In a statement to CALÓ News, the Tucson Police Department said it is not involved in federal immigration enforcement operations. 

“As a local law enforcement agency, our primary responsibility is the safety of community members and visitors, regardless of race, ethnicity, national origin or any other characteristic,” said Public Information Officer Frank Magos. “That means all community members, regardless of immigration status. In all our activities, the Tucson Police Department will continue to protect people's constitutional and statutory civil rights and liberties..” 

He added that vehicles parked illegally or blocking roadways are towed by the city’s contracted tow company, Gary’s Towing & Salvage.

Florence Johnson, a community activist with the Coalición de Derechos Humanos in southern Arizona, sat in on a June 24 meeting between community organizers and Tucson police, where they discussed property left behind and surveillance technology used, such as Automatic License Plate Readers. 

“(TPD) doesn’t know when ICE is abducting people so they don’t know where these things are happening,” she said. “It’s up to us to find a way to let people know because we can have Rapid Response on the scene. (TPD basically said) it's not their problem because they’re not collaborating knowingly.” 

The coalition is hoping to approach members of the Tucson City Council, the Pima Board of Supervisors and other officials to “make them aware of all the different ways the community has been targeted and abducted.” Their next meeting is with Ward 6 Councilmember Miranda Schubert on July 23. 

Johnson also called on Rapid Response observers to stay and monitor the area after someone has been detained, as it’s likely ICE would be targeting multiple locations nearby, she said.

Tucson was ‘calmer’

According to Valentina, almost every incident in which a family member was taken by ICE, the threat has started with a random person telling them to “go back to Mexico,” she said. “And a little while later, about four immigration patrol cars showed up and took [them] away.”

On another occasion, her cousin was on his way to work at a fruit stand when he called her to say he was being stopped. “‘Guess what? (ICE) turned their lights on behind me. I’m done for.’ That’s what he told me,” she said.

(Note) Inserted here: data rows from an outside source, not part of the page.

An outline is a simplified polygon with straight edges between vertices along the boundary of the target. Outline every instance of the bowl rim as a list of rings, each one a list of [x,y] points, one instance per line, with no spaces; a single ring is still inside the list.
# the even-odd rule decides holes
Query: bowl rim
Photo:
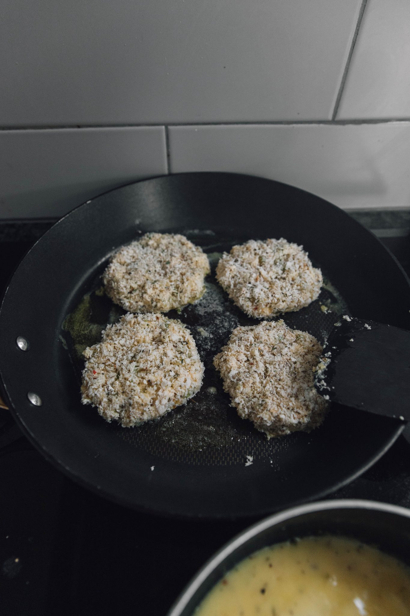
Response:
[[[378,501],[356,498],[339,499],[309,503],[274,514],[242,530],[239,534],[231,539],[216,552],[200,568],[191,582],[189,582],[187,586],[185,587],[176,601],[171,606],[166,616],[180,616],[182,610],[186,607],[195,593],[196,593],[201,585],[207,580],[212,571],[234,550],[240,546],[243,545],[244,543],[246,543],[246,541],[252,539],[259,533],[262,532],[270,527],[275,526],[293,517],[297,517],[306,513],[337,509],[365,509],[395,514],[398,516],[403,516],[404,517],[410,518],[410,509],[406,509],[405,507],[401,507],[399,505],[390,505],[388,503],[382,503]]]

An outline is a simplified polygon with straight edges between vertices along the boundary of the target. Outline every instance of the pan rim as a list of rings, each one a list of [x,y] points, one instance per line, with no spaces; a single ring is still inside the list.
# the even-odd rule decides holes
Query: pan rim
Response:
[[[258,178],[259,179],[263,180],[264,181],[266,182],[267,183],[271,183],[272,181],[274,181],[274,183],[277,184],[281,184],[281,185],[284,185],[284,186],[288,186],[289,185],[287,185],[287,184],[285,184],[283,182],[277,182],[275,180],[272,180],[268,179],[267,178],[260,177],[259,176],[253,176],[253,175],[250,175],[250,174],[239,174],[239,173],[238,174],[237,174],[237,173],[229,173],[229,172],[193,172],[193,173],[175,174],[173,174],[172,176],[157,176],[156,177],[152,177],[152,178],[149,178],[149,179],[147,179],[141,180],[140,180],[139,182],[131,182],[130,184],[124,185],[124,187],[121,187],[119,188],[114,188],[114,189],[112,189],[112,190],[109,190],[109,191],[106,192],[105,193],[101,193],[101,195],[98,195],[97,197],[96,197],[94,198],[95,199],[97,199],[100,197],[101,197],[102,195],[108,195],[108,194],[109,194],[109,193],[110,193],[111,192],[117,191],[118,190],[120,190],[121,188],[125,187],[126,186],[131,186],[131,185],[134,185],[135,184],[142,184],[142,183],[148,183],[148,182],[152,182],[152,180],[157,180],[159,178],[167,179],[167,178],[170,178],[170,177],[178,177],[178,176],[199,176],[199,175],[200,175],[200,176],[208,175],[208,176],[215,176],[215,175],[218,175],[218,176],[234,176],[234,177],[250,177],[250,178],[253,178],[253,179]],[[308,193],[307,191],[304,191],[304,190],[303,190],[302,189],[300,189],[300,188],[296,188],[296,187],[294,187],[294,188],[297,190],[299,191],[301,193],[306,193],[306,194],[310,195],[312,195],[312,193]],[[313,195],[313,196],[315,197],[316,197],[317,198],[318,198],[316,197],[316,195]],[[328,205],[332,206],[332,208],[334,208],[335,210],[337,211],[339,213],[342,212],[343,214],[345,215],[345,216],[348,217],[349,218],[349,219],[350,219],[350,221],[353,221],[353,222],[354,224],[355,224],[356,225],[358,225],[361,229],[364,229],[364,227],[363,227],[362,225],[360,224],[360,223],[358,222],[357,221],[355,221],[353,219],[352,219],[352,217],[349,216],[349,213],[347,212],[346,212],[345,211],[341,210],[341,208],[337,208],[334,204],[330,203],[329,202],[326,201],[325,200],[321,199],[321,198],[320,198],[322,201],[325,201],[325,203],[326,204],[328,204]],[[53,225],[53,227],[52,227],[48,231],[47,231],[44,234],[44,235],[42,236],[42,237],[41,237],[37,241],[37,242],[36,242],[36,243],[33,245],[33,246],[26,253],[26,256],[23,257],[23,260],[22,260],[22,261],[21,262],[22,263],[23,261],[26,259],[26,257],[30,254],[31,250],[33,250],[33,249],[34,248],[34,246],[36,246],[39,243],[39,242],[41,242],[42,241],[42,238],[44,238],[47,234],[49,234],[50,233],[52,233],[52,230],[55,229],[55,227],[57,225],[58,225],[60,223],[61,223],[63,221],[65,221],[67,218],[68,218],[71,215],[73,215],[74,214],[74,213],[75,213],[77,210],[78,210],[81,208],[82,208],[84,205],[87,205],[89,203],[92,201],[93,200],[94,200],[93,199],[89,200],[89,201],[85,202],[85,203],[81,204],[81,205],[76,206],[75,208],[74,208],[70,212],[69,212],[66,214],[65,214],[58,221],[57,221],[55,223],[55,224]],[[371,233],[371,232],[369,232],[368,230],[367,230],[367,229],[366,230],[366,232],[368,233]],[[381,246],[383,246],[383,249],[385,251],[387,251],[387,253],[389,255],[389,256],[393,257],[396,265],[398,265],[399,268],[400,268],[400,269],[402,274],[404,275],[404,278],[405,278],[405,280],[406,280],[407,283],[409,285],[409,286],[410,286],[410,281],[409,280],[408,277],[407,277],[407,275],[406,275],[406,273],[404,272],[404,270],[403,269],[402,267],[398,263],[398,262],[397,261],[397,260],[396,259],[396,258],[394,257],[394,256],[392,255],[390,251],[386,248],[385,246],[384,246],[384,245],[383,245],[383,243],[380,241],[380,240],[379,240],[379,238],[377,238],[376,236],[375,236],[373,233],[371,233],[371,235],[372,235],[372,236],[373,236],[374,238],[376,238],[376,239],[377,240],[377,242]],[[17,267],[17,268],[16,269],[16,271],[18,269],[18,267],[20,267],[20,265],[21,265],[21,263]],[[9,285],[10,285],[10,282],[7,285],[7,286],[6,286],[6,288],[4,289],[4,291],[3,292],[3,294],[2,294],[2,300],[1,300],[1,307],[0,308],[0,314],[1,313],[1,310],[2,309],[3,302],[4,301],[5,297],[6,297],[6,295],[7,294],[7,290],[9,288]],[[0,376],[2,377],[2,372],[1,372],[1,370],[0,370]],[[76,473],[76,472],[74,471],[73,469],[71,469],[69,468],[69,466],[65,465],[64,463],[61,460],[58,460],[58,458],[57,456],[55,456],[53,453],[51,453],[47,449],[47,447],[42,445],[37,441],[37,440],[36,439],[36,438],[35,436],[34,435],[34,434],[33,434],[33,432],[30,431],[30,428],[28,428],[28,427],[26,426],[26,424],[25,424],[24,420],[20,416],[18,411],[17,409],[15,409],[14,407],[14,405],[11,403],[10,397],[8,395],[8,392],[7,391],[7,388],[6,387],[5,384],[4,383],[4,381],[2,380],[2,378],[1,379],[0,379],[0,389],[1,389],[2,391],[3,391],[4,398],[6,399],[6,401],[9,405],[9,408],[10,408],[10,412],[11,412],[12,416],[14,416],[14,419],[17,421],[17,424],[19,425],[20,428],[22,429],[23,433],[29,439],[29,440],[34,446],[34,447],[37,450],[39,450],[40,452],[40,453],[42,453],[44,456],[44,457],[45,457],[46,459],[49,461],[51,462],[57,468],[58,468],[60,471],[62,471],[63,472],[63,473],[66,476],[67,476],[69,477],[70,477],[71,479],[73,479],[74,481],[76,481],[76,483],[79,484],[79,485],[82,485],[82,487],[85,487],[87,489],[90,490],[94,493],[99,494],[100,495],[103,495],[105,498],[107,498],[109,500],[111,500],[113,501],[114,502],[117,503],[118,504],[120,504],[120,505],[125,505],[125,506],[127,506],[127,507],[131,507],[132,508],[133,508],[134,509],[136,509],[138,511],[143,511],[144,513],[155,513],[155,514],[160,515],[160,516],[166,516],[167,517],[171,516],[171,517],[178,517],[178,518],[191,517],[191,518],[203,518],[203,519],[234,519],[246,518],[246,517],[250,517],[250,514],[248,513],[246,513],[246,512],[240,512],[239,513],[232,514],[229,515],[229,516],[227,516],[224,513],[223,513],[222,514],[218,514],[218,512],[216,512],[214,514],[212,514],[212,515],[209,515],[209,514],[201,515],[200,514],[198,514],[198,513],[192,514],[192,513],[190,513],[189,512],[188,513],[176,513],[175,511],[170,511],[169,509],[167,508],[165,508],[163,509],[159,509],[158,507],[154,507],[154,508],[152,508],[150,506],[144,506],[143,504],[141,504],[141,503],[140,503],[140,504],[136,504],[133,500],[128,500],[126,498],[117,497],[116,495],[112,495],[112,494],[111,494],[109,492],[104,491],[102,488],[98,487],[96,487],[93,483],[92,483],[91,482],[87,481],[86,479],[84,479],[83,477],[81,476],[77,473]],[[376,462],[380,458],[381,458],[382,456],[385,453],[385,452],[387,451],[387,450],[388,448],[390,448],[390,447],[394,443],[394,442],[396,440],[396,439],[398,437],[399,435],[400,434],[400,433],[402,432],[402,431],[403,429],[404,429],[404,426],[403,426],[403,425],[399,425],[399,426],[398,426],[397,429],[395,430],[395,431],[392,434],[392,436],[389,438],[389,439],[387,441],[387,442],[386,442],[383,445],[383,447],[382,447],[373,456],[372,456],[370,458],[368,459],[368,462],[367,462],[366,464],[365,464],[364,466],[362,465],[358,470],[357,470],[354,472],[350,473],[349,475],[348,475],[347,477],[345,477],[342,480],[341,480],[337,484],[333,484],[330,487],[329,487],[329,488],[326,488],[325,490],[321,490],[321,491],[320,491],[320,492],[317,492],[317,493],[316,493],[315,494],[313,494],[313,495],[310,495],[309,498],[302,498],[302,499],[301,499],[301,500],[299,502],[301,502],[301,503],[307,502],[307,501],[310,501],[310,500],[317,500],[318,498],[323,498],[324,496],[326,496],[332,493],[335,490],[340,489],[343,486],[347,485],[347,484],[350,483],[351,481],[352,481],[355,479],[356,479],[357,477],[358,477],[360,475],[361,475],[363,472],[365,472],[366,470],[368,470],[368,468],[369,468],[371,466],[373,466],[373,464],[374,464],[375,462]],[[298,501],[295,501],[294,499],[293,499],[293,500],[291,500],[291,503],[290,503],[288,505],[281,505],[280,506],[281,506],[281,508],[283,508],[283,506],[289,506],[290,505],[290,504],[294,505],[297,502],[298,502]],[[275,507],[274,506],[272,508],[272,506],[270,506],[270,508],[265,508],[264,509],[258,509],[258,515],[264,515],[266,513],[270,513],[270,511],[272,511],[272,508],[274,509]]]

Valentina estimates about eight family members were detained and deported last year, including her four sisters and their husbands. Many clients supported her through that time, buying her fruit, bringing her food and giving her the encouragement she needed to continue working. Then, more of her family in California moved down to Tucson and one by one, she saw them also disappear into the immigration system again before being deported to Mexico months later.

Valentina and her family, all in the business of picking and selling fruit on Tucson’s busy street corners, moved from California to Tucson in 2023. Originally from Puebla, Mexico, she moved to the U.S. with her family in 2018 to send money back to her elderly parents, both of whom are sick.Her family settled in the Los Angeles area but experienced their trucks being robbed and even set on fire.  

On a trip to Safford, she and her family passed through Tucson and noticed the city's calm. She and her siblings decided to make the move to Arizona. But since moving to Tucson, she’s seen most of her family be taken by ICE. 

In total, Valentina has had over a dozen family members and at least seven friends detained, and many of them have already been deported back to Mexico. 

“It’s more about the emotional exhaustion than going out to work in the heat,” she said.

According to Valentina, other fruteros have also experienced an increase in their families being targeted while at work. It is not just a fear but a daily reality: uncertainty in providing for their families. 

“We’ve always tried to find a way to get ahead. We try not to get mixed up in anything, but unfortunately, there are bad people, selfish people,” she said. “God sees everything, and, well, there’s nothing left to do but keep moving forward.”

Susan Barnett is an independent journalist in southern Arizona covering the immigrant and Latine community. She is a recent graduate from the University of Arizona, where she received her Master of Arts in Bilingual Journalism. She previously worked at La Estrella de Tucson and co-founded Tucson Spotlight.